The mode of operation is as follows: The ring modulator 2 in the first channel produces, in addition to high frequency, a low frequency signal (M in FIG. 2) of frequency bco if this is the difference between the carrier frequency and the measuring or pilot frequency. In addition, the interference frequency bands S and S 'arise, which have the spacing dco, and Aaoz, if 4c), and Aco, which are the distances between the interference frequency bands from the measuring or pilot frequency in the HF position. The flank F of the low-pass filter (FIG. 2) separates both interference bands from the useful oscillation M, so that two useful oscillations, offset by 90 °, arrive at the frequency bco behind the low-pass filters of both channels. B. If the diodes have the quadratic characteristic i = a.u + b-u2, the signals b - u2 arise at the load resistors as a result of the compensation of the linear a components in the two-way circuits. coS2 bco t and b. u2 - sing b () t, the sum of which results in the value b - u2, i.e. it is free of the frequency bco.

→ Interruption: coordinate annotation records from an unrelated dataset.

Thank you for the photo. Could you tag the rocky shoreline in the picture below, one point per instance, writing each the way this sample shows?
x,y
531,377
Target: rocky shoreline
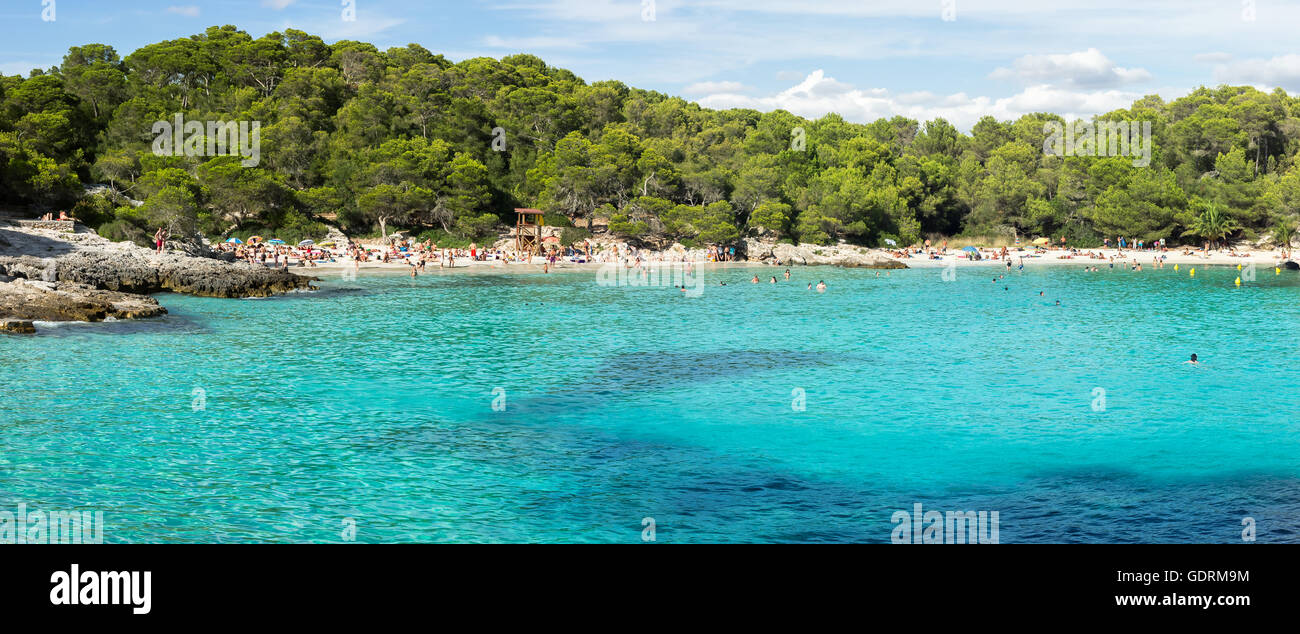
x,y
47,274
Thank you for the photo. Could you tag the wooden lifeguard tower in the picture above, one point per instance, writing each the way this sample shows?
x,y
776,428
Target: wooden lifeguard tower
x,y
528,233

The display instrument 21 thus shows the square of the amplitude of the measuring or pilot oscillation, regardless of the size of the deviation between the measuring frequency and the carrier frequency. The only difference is that the deviation must not be so great that the interference frequency band S 'can still pass through the low-pass filter. For this it is only necessary that this deviation bco is much smaller than the distances 4c01 and 4 (02 of the interference frequency bands from the measurement or pilot oscillation in the HF position, which is always fulfilled in practice because the deviation da) during reception of pilot frequencies in TF systems only needs to cover the possible intrinsic inaccuracies of the received pilot frequencies of a few Hertz.

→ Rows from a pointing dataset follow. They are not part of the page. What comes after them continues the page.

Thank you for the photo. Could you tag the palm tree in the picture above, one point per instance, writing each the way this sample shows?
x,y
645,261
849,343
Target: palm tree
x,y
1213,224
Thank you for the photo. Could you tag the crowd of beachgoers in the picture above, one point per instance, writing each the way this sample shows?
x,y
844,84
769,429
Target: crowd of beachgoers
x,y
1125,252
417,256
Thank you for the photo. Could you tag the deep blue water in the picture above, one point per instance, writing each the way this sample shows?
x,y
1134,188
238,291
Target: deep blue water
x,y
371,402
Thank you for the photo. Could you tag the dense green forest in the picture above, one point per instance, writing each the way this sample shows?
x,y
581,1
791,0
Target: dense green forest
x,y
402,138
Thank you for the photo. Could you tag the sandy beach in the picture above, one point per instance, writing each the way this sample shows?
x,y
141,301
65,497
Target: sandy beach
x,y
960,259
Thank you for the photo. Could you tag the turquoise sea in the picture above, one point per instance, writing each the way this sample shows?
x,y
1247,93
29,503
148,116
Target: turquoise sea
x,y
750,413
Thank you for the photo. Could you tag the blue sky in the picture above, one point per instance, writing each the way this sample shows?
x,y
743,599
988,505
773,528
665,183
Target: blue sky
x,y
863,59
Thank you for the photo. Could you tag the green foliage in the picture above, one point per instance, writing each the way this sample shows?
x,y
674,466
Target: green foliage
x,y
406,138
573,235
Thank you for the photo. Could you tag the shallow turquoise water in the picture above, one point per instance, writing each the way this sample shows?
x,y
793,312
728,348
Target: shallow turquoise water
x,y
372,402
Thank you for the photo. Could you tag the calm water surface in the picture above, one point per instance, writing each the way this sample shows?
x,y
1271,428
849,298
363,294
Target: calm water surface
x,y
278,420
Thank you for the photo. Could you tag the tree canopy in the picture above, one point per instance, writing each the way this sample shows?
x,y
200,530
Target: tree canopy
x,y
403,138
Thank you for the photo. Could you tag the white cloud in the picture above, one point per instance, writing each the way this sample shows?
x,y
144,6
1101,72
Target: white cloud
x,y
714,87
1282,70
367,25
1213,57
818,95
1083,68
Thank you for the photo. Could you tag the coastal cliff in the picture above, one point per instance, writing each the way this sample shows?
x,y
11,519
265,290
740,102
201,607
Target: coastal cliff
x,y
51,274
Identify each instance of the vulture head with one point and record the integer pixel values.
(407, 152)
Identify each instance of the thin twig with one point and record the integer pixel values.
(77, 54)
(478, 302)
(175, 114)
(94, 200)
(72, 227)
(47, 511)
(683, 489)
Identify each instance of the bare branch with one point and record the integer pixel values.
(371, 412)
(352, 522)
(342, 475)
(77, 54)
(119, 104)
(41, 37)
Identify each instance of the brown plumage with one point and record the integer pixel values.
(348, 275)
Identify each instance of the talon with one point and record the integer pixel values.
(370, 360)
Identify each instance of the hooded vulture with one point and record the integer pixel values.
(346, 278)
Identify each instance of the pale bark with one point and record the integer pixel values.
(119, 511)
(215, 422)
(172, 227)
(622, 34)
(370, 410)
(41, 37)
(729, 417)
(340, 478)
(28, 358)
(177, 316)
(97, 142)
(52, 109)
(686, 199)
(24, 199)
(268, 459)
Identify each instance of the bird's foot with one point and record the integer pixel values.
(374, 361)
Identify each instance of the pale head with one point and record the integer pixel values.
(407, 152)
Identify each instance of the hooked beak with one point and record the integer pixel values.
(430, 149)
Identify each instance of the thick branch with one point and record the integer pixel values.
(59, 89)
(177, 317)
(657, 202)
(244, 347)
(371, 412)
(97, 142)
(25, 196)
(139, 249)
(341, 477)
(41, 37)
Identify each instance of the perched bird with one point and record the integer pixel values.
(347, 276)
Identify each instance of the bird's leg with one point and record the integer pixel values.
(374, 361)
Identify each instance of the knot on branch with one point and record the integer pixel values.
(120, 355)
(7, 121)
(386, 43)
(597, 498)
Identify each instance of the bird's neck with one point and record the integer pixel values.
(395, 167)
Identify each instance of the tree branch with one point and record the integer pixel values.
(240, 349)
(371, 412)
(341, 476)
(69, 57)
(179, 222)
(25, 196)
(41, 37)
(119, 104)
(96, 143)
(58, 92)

The in the F i g. 1 are shown as basic elements, but they can have any other low-pass structure and, in the simplest case of an RC low-pass filter, only consist of capacitors 3 and 4 or 13 and 14 .

Claims (4)

Claims: 1. Circuit arrangement for the selective reception of a sinusoidal measurement or pilot signal in a carrier frequency system, in which in two parallel working reception channels the measurement or pilot signal two frequency equal, in the phase by 90 ° mutually shifted carrier voltages are modulated, thereby characterized in that for the generation of the carrier frequency one of the measurement or pilot signal independent oscillator is provided, the frequency of which is almost equal to the frequency of the measurement or pilot signal matches, and that to the modulator of each channel A full-wave rectifier circuit with a square characteristic curve each via a low-pass filter is connected, whose z. B. by connecting the two load resistors in series obtained DC voltage sum forms the received DC voltage. 2. Circuit arrangement according to claim 1, characterized in that a ring modulator (2 or 12) is provided in each channel for modulation, the low-frequency side diagonal of which consists of two capacitors of the same size connected in series (3, 4 or 13, 14) is formed, at the connection point of which one pole, preferably the grounded pole, of the carrier voltage is connected, and that these capacitors simultaneously form the input-side cross member of the subsequent low-pass filter. 3. Circuit arrangement according to claims 1 and 2, characterized in that the low-pass filters are symmetrical to the ground are designed with a continuous central vein and that the connection between themselves same capacitors (7, 8 or 17, 18) of the output-side cross member of the low-pass filters simultaneously the grounded center of the full wave rectifier circuit (9, 10 or 19, 20). 4. Circuit arrangement according to claim 1 to 3, characterized characterized in that for the pilot reception in a carrier frequency system in the Phase 90 ° offset carrier voltages of both channels taken from the oscillator at the same time to supply the pilot feed points in the opposite direction the carrier frequency system is used.